National Public Housing Museum + Dr. ShaDawn Battle (2025)
Images: (Left) A portrait of Liú méi zhì huì at the National Public Housing Museum wearing a green shirt with a white and yellow plant pattern, black shorts, colorful sneakers, and a ponytail. (Middle) A portrait of jellystone robinson frazier at the National Public Housing Museum. wearing a black shirt with a blue undershirt, a black n95 mask and braids wrapped up in a ponytail.(Right) Dr. ShaDawn Battle sits inside the National Public Housing Museum wearing a shirt that says, "Footwork Saved My Life". All three photos by Joshua Clay Johnson.
“I started to realize how important it is to connect Chicago footwork to spaces—spaces that we’ve been dispossessed from. They didn’t just knock down the structures that housed families when they knocked down the projects.

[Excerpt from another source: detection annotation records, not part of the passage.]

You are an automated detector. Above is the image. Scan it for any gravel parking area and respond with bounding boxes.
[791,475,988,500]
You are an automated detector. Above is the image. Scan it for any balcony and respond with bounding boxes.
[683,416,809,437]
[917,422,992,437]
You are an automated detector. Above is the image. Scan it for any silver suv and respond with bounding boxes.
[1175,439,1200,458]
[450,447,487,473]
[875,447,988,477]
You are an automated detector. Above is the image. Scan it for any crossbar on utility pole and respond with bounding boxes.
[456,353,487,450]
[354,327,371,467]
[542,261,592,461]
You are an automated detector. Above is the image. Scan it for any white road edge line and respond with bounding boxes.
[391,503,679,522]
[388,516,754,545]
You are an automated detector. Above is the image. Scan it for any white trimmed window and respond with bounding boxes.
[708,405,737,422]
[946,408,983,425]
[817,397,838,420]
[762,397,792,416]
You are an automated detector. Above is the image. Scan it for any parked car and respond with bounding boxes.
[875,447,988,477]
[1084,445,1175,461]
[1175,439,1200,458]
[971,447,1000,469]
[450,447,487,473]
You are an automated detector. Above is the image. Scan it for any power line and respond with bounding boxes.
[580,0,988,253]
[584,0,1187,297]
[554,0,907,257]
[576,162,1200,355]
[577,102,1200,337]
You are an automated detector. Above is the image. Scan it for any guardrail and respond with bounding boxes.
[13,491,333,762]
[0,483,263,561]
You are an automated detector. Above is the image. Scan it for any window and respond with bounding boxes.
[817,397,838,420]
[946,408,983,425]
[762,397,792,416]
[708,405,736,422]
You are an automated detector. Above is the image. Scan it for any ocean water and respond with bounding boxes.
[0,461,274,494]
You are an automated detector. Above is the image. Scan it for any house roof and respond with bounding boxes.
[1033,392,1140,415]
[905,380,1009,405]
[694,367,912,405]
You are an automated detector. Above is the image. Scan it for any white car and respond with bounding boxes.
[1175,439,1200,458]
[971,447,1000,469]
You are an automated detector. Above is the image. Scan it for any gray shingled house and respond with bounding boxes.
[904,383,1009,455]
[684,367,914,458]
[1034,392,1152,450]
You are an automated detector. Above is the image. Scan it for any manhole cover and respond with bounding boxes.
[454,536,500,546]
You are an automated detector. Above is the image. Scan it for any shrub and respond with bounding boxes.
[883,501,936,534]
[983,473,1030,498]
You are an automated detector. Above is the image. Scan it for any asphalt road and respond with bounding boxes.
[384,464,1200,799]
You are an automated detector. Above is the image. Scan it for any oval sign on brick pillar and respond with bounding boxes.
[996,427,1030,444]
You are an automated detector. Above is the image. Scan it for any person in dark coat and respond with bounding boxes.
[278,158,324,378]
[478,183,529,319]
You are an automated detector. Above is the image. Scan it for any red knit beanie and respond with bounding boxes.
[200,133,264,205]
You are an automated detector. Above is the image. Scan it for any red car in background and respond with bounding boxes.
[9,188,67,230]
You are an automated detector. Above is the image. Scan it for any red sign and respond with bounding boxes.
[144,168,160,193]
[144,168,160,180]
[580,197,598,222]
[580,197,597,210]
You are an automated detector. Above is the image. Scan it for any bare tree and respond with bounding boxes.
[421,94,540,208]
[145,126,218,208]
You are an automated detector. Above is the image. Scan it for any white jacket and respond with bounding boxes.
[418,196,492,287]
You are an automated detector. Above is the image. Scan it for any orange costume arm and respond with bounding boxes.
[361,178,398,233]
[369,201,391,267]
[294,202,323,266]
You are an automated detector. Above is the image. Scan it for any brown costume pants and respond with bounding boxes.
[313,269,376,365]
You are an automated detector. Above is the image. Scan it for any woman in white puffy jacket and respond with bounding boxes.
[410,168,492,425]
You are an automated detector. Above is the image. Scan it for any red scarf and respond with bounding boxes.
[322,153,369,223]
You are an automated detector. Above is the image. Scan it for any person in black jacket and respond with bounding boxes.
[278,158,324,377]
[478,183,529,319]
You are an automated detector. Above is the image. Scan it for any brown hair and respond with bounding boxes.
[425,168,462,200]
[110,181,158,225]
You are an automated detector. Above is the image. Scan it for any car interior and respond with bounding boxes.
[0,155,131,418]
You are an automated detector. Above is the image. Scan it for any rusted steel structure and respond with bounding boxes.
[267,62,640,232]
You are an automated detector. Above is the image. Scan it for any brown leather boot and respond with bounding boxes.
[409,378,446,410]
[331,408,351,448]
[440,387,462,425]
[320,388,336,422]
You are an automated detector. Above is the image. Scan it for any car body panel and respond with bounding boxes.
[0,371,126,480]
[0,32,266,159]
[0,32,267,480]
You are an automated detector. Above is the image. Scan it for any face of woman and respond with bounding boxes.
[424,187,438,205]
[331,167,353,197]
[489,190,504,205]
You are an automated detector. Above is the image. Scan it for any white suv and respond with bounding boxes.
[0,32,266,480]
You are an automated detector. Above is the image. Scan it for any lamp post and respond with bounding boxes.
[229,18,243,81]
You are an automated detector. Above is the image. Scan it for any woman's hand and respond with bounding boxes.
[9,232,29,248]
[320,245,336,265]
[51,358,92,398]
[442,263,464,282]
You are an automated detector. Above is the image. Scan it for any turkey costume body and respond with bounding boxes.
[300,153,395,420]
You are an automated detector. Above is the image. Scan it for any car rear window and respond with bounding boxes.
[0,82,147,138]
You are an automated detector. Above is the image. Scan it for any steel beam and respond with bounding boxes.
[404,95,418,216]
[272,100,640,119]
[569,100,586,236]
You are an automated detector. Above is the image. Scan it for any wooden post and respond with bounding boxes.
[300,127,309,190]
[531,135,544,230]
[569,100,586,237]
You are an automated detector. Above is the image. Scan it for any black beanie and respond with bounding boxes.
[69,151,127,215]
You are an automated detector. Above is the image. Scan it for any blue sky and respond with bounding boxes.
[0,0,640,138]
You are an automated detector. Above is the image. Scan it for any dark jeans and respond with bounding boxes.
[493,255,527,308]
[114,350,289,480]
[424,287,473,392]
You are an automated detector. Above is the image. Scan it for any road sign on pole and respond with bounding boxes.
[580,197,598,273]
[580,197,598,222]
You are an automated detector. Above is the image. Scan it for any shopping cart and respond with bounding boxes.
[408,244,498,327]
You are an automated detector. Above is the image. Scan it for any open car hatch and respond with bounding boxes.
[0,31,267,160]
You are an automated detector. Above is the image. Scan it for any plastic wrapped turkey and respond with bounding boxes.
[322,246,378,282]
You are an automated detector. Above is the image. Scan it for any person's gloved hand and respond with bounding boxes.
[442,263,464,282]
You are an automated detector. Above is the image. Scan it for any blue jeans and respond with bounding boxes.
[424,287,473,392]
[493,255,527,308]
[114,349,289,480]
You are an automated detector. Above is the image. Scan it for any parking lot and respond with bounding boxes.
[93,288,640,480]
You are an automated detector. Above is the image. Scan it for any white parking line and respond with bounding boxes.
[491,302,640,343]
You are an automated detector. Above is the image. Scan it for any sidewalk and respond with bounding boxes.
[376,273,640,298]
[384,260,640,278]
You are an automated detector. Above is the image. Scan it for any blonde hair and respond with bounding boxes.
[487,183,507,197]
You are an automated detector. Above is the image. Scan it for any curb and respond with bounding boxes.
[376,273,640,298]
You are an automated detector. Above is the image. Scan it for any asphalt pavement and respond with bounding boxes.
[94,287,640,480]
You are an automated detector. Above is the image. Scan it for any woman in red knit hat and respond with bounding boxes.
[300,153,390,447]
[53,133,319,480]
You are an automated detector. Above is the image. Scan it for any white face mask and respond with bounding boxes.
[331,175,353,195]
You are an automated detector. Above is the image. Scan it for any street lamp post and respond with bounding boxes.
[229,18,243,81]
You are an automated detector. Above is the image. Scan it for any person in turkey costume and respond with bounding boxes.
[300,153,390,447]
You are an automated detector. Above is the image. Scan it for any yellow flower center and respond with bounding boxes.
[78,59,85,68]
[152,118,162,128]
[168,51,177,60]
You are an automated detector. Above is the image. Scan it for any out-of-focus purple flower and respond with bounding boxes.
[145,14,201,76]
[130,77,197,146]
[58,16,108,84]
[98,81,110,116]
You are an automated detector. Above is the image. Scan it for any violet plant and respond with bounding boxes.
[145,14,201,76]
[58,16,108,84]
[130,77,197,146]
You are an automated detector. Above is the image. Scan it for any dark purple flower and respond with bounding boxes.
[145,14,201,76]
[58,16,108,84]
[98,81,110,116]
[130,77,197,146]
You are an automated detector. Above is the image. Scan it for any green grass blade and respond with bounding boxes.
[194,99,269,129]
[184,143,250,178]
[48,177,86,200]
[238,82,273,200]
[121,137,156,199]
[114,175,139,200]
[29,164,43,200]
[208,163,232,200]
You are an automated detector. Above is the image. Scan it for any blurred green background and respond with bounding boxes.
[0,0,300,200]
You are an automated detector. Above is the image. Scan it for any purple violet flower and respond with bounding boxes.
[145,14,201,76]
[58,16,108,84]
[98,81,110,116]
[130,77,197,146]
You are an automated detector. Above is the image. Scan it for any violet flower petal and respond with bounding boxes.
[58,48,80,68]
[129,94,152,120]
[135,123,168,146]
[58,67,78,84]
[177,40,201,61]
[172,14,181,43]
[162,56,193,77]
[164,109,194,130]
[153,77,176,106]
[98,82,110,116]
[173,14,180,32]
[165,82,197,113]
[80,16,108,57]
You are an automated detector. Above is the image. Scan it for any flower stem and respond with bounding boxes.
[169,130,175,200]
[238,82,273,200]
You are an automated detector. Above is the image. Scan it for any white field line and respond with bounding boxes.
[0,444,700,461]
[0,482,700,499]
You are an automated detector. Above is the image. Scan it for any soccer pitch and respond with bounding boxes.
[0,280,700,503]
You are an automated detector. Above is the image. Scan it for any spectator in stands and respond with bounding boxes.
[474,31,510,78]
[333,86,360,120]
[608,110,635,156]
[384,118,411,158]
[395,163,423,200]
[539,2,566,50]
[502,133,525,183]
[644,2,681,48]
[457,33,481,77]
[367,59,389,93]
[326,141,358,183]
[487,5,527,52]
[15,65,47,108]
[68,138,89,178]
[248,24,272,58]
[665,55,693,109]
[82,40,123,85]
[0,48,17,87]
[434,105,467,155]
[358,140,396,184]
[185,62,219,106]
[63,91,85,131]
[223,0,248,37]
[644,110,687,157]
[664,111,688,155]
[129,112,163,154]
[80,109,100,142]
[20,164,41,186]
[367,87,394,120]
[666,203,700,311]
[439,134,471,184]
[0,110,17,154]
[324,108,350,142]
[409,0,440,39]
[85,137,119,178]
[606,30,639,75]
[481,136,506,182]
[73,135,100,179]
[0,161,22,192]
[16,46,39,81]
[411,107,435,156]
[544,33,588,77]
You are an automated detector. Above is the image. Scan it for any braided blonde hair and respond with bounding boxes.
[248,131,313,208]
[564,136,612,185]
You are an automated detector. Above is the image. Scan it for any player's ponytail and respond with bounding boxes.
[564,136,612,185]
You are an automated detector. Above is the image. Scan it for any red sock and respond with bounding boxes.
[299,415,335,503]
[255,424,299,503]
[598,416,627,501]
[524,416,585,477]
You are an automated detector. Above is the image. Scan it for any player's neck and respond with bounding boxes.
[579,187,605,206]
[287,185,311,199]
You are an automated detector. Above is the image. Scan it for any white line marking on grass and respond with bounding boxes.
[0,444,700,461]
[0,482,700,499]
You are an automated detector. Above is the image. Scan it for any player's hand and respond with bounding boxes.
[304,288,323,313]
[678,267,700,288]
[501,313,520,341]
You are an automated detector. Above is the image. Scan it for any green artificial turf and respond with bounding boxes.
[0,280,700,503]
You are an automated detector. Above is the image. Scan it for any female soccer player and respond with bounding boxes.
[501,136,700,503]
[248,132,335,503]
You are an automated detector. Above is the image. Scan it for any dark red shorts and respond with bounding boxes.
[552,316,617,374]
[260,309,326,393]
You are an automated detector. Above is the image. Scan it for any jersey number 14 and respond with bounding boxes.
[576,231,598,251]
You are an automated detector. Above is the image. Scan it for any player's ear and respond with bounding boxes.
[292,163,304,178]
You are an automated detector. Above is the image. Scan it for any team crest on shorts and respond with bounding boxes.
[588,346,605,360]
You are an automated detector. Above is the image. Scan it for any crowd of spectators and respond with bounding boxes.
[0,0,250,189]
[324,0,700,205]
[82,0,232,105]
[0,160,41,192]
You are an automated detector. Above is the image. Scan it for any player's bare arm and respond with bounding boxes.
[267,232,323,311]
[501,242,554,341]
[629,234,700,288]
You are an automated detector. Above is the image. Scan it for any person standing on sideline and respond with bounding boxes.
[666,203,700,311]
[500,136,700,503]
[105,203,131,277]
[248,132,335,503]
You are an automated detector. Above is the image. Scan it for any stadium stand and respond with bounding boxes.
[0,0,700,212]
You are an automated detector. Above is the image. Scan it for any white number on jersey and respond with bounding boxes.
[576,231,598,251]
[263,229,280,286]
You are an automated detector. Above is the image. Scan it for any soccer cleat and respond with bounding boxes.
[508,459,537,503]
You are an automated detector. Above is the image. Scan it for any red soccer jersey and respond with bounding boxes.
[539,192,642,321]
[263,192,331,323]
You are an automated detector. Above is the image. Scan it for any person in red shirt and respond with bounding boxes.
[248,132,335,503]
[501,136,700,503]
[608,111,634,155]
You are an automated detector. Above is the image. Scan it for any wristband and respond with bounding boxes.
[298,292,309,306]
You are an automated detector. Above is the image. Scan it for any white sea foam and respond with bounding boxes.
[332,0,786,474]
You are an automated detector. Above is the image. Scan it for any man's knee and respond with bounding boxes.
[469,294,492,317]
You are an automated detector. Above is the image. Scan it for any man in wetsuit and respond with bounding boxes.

They knocked down cultural production, where dance groups practiced, where art was bred and breathed and had a place to exist and thrive, [and] where Black kids had a place to call home when theirs were volatile.”
ARCHIVE:
National Public Housing Museum
The National Public Housing Museum‘s mission is to promote, preserve, and propel the right of all people to a place to call home. Our Public Oral History Archive shares and activates over 170 (and counting) stories from the people who call public housing home, becoming a source of power, knowledge, and strength in the struggles for housing justice. Our interviews are largely conducted and processed by members of public housing communities. In addition to our public online archive, we have additional interviews that are shared in limited capacities in accordance to narrators’ wishes. Our archive is activated through museum exhibitions, events, and our digital offerings such as our podcast, Out of the Archives. As an International Site of Conscience, NPHM believes that history and memory must inform social change. To foster a more just and humane society, we provide safe spaces to remember and preserve even the most traumatic memories and enable visitors to make connections between the past and related contemporary human rights issues. We also believe that everyone must repair and redress the systemic injustices of the past, leading to our commitment to creative strategies that build the social and cultural capital of public housing residents.
READ MORE: Interview with Liú méi zhì huì & jellystone robinson frazier of the National Public Housing Museum
ARTIST:
Dr. ShaDawn Battle
South Side of Chicago native, Dr. ShaDawn Battle is an Assistant Professor of Critical Ethnic and Black Studies at Xavier University (Cincinnati, OH). She considers herself an artivist, often harnessing Black artistic expression in the service of social justice. Dr. Battle earned her PhD in literature from The University of Cincinnati. Her research interests include African American Literature, Postcolonial Studies, Black Feminist Studies, Critical Race Epistemology, and Hip-Hop Studies. In October of 2023, Dr. Battle was named as the Artist as Instigator Resident for the National Public Housing Museum. Dr. Battle’s project, Place, Space, Werkz, used the art form Chicago Footwork to examine Chicago’s history of housing injustice through various examples of housing violence. It was a three-phase project that culminated in a production, where six youth drew from their political education experience to tell the stories of housing violence through their dancing bodies and other forms of Black artistic expression.